От такого вопроса старший лейтенант немного растерялся: а правда — где?
«Не паясничайте, Данилов. На дворе ночь. А до утра я не выдержу — скажу Кузаеву, и вас тут же арестуют. Я подсказываю вам выход: арестуйте меня. А утром застрелите. Стреляете вы лучше, я знаю. Но это будет убийство. В секунданты к вам никто не пойдет. Я умру с честью… за любовь. А вас расстреляют. Во время войны… С позором… Как расстреливают фашистских прихлебателей».
Безжалостная логика и правда этих слов остуживали горячую голову, но то, что его как бы насильно обезоруживали, загоняли в угол, дало ощущение нового, может, еще более тяжкого унижения: он очутился в дураках. Больше, чем оскорбление национального достоинства, Данилов переживал потом это унижение — сам себя выставил дураком. Появление Виктора Масловского спасло его.
— Что бы ты сделал? — спросил я, когда Данилов рассказал, как его начало «заводить на новые обороты» это унижение.
— Не знаю! Не знаю! Не спрашивай! Сделал бы что-то дикое, непоправимое, — скрипнул он зубами.
— Застрелил бы?
— Замолчи, черт возьми! А то я разобью тебе морду! Забери Масловского.

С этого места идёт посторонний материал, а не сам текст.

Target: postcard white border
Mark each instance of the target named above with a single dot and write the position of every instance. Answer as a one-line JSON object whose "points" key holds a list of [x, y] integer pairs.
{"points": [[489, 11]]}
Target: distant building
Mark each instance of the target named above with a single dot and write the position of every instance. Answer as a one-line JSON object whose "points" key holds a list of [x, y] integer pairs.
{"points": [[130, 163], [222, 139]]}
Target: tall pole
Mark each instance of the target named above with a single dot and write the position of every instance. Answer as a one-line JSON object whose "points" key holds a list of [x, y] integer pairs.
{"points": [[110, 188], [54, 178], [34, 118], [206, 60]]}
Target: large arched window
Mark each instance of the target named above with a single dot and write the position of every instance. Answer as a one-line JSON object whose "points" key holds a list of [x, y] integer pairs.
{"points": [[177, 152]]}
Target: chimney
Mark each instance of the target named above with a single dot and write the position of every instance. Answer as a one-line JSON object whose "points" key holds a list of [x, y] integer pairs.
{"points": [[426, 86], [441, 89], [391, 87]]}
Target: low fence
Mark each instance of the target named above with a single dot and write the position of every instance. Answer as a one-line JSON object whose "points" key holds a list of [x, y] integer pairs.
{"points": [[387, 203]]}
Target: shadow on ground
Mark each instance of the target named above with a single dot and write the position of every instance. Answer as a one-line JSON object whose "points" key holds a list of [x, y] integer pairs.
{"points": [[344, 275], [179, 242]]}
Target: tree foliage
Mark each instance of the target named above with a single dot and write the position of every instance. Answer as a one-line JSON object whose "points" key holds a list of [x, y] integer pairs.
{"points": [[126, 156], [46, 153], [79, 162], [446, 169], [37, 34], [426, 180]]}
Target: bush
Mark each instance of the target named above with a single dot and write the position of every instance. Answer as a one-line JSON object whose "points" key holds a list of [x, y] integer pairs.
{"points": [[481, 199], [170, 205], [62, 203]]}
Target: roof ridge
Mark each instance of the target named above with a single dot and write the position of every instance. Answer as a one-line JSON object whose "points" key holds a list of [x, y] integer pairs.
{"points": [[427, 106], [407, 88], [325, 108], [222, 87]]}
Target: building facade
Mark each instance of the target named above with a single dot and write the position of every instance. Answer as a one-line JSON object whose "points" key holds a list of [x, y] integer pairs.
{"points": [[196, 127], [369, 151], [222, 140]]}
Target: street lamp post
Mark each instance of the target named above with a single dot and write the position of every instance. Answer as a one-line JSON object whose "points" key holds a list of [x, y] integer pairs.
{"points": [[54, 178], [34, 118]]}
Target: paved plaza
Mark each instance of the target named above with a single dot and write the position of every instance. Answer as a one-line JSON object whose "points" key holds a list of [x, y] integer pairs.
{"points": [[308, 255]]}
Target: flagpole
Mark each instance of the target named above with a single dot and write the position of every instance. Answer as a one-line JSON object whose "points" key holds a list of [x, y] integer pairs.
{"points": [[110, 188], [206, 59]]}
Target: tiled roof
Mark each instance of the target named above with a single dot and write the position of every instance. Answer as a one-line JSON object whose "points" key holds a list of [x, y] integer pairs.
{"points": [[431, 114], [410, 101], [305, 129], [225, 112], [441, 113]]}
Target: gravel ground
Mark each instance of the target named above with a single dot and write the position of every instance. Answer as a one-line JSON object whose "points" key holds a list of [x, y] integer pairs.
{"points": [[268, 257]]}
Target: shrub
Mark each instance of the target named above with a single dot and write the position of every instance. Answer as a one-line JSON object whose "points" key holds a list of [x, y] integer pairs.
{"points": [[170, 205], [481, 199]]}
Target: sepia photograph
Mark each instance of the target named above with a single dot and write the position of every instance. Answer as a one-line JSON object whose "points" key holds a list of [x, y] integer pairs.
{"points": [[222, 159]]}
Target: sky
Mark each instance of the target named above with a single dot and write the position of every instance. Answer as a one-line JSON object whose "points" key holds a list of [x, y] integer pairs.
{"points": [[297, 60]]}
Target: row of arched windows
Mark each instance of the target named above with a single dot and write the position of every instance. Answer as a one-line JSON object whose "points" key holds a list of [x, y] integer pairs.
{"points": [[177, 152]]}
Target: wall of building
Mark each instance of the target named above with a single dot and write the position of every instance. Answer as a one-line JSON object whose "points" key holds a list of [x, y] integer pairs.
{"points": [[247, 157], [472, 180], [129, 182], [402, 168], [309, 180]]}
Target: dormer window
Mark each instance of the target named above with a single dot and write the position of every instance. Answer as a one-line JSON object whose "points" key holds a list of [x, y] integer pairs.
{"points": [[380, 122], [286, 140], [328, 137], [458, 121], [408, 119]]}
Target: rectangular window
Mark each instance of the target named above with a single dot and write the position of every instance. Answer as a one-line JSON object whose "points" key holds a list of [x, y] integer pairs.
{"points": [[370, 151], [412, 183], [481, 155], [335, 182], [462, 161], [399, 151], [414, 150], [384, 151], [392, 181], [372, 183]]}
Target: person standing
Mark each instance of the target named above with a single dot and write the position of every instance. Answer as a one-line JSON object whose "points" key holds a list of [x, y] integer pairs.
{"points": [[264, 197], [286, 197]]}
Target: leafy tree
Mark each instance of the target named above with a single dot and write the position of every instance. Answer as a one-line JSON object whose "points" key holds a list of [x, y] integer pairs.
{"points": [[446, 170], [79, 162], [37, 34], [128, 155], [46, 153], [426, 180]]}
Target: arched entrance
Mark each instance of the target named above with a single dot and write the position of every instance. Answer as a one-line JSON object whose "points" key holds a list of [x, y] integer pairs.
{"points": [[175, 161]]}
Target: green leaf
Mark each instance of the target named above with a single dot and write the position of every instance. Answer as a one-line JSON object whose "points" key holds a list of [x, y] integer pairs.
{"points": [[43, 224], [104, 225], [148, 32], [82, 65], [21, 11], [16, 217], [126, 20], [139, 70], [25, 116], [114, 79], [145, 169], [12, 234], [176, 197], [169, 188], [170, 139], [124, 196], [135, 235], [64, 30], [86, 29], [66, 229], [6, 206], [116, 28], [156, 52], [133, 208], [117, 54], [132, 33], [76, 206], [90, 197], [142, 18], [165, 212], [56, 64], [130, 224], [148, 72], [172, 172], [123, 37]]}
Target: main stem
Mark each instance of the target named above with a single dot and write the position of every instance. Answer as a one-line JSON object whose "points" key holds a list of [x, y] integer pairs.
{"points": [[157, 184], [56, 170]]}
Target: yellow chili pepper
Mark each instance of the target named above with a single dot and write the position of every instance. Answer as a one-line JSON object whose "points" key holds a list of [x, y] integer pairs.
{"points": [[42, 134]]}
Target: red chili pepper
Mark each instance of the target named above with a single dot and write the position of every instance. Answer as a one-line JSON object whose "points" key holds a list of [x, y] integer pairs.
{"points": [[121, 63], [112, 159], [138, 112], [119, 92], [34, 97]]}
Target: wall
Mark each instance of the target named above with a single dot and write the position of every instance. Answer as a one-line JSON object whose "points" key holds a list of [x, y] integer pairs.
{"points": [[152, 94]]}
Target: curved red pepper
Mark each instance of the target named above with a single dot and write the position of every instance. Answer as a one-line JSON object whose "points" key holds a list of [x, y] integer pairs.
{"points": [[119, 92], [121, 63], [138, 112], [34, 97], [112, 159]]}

Рядом с ним я постоянно буду чувствовать свое унижение.
— Ничего. Поумнеешь.
Данилов стонал.
— Что ты делаешь со мной? Что ты делаешь?
— Я делаю? Больше, чем ты, «наделать» невозможно. — Я вкладывал в слово «наделать» грубый, но точный смысл.
— Ты доведешь меня, что я пущу себе пулю в лоб.
Я испугался.
— Саша, поверь мне. Придет утро, утихнет дождь, и ты будешь вспоминать ночное происшествие, как сон, а позднее — с юмором. Только никаких объяснений ни с Розой, ни с Виктором. Я поставил точку. Они будут молчать.
— А он будет молчать?
— Не сомневайся. Он умный человек.
— Сволочь он, а не умный человек! Почему я не сказал ему про врачиху? Он же живет с ней как с женой. Об этом весь дивизион знает. И хотел соблазнить Лику. Подлец!
— И ему — больше ни слова. Все забыто!
— Легко тебе забывать. А если все же он сделает ей предложение? И она согласится?
— Не согласится. Не согласится. Не бойся. Странно, но я действительно был твердо убежден, что Лика не согласится выйти замуж за капитана.